The copy of the Mahzor from which this facsimile edition was printed, together with the companion volume of studies, is in outstanding condition. The copy is now preserved in the U. Nahon Museum of Italian Jewish Art in Jerusalem. It is a complete, superb copy printed on vellum
that was donated to the synagogue of the Italian Jews in Jerusalem in 1960, by the "Sereni Committee" headed by Prof. B.Z. Dinur, as an eternal memento of the first Italian pioneer, Enzo Sereni (Rome 1905 – Dachau 1945) who fell to the enemy after parachuting into Italy during World War II.
The Mahzor is printed for the first time in a facsimile edition.

Studies on the Mahzor according to the Italian Rite edited by Mordechai Angelo Piattelli - Available in eBook form here.
This collection of studies by various Israeli scholars is dedicated to the study of the Italian (Roman) rite liturgy, prayers and piyyutim, their editions and the culture of the Jews in Italy during the second half of the 15th century, the period the first edition of the Mahzor was published (Robert Bonfil, Peter Lehnardt, Mordechai Angelo Piattelli, Yitzhak Akiva Satz). Also included are studies on the typography and contents of this first edition of the Mahzor (Yitzhak Yudlov, Michael Ryzhik and Peter Lehnardt, who compiled the index of piyyutim in the Mahzor).

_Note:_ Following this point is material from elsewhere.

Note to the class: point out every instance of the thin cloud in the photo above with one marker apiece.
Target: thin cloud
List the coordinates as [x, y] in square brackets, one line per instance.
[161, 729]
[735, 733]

The prayer rite designated ‘rite of Rome’ – together with the related Romanian rite – is the most ancient rite practiced in Europe. This rite is an important link in the history of Jewish prayer, and it retains vestiges of the early Palestinian (Land of Israel) rite even though it absorbed many other religious practices, laws and Babylonian liturgies as did other rites. The original name was "the rite of the loazim" i.e., the custom of the Jews who spoke Latin or one of the other Romanite languages, or ‘the rite of Rome’. This rite was followed in the city of Rome and probably in other Jewish communities in Southern Italy until the final expulsion of the Jews from the South in 1541. The rite spread from Rome to other Jewish settlements in central and northern Italy and thus it was eventually designated the ‘Italian rite’, i.e., the custom shared by all the Jewish communities in Italy. Other communities as well adopted this rite including some in Safed during the 16th and early 17th centuries and some congregations in Constantinople and Salonica. Today this rite is followed in a few communities in Italy and in the Roman rite synagogue in Jerusalem.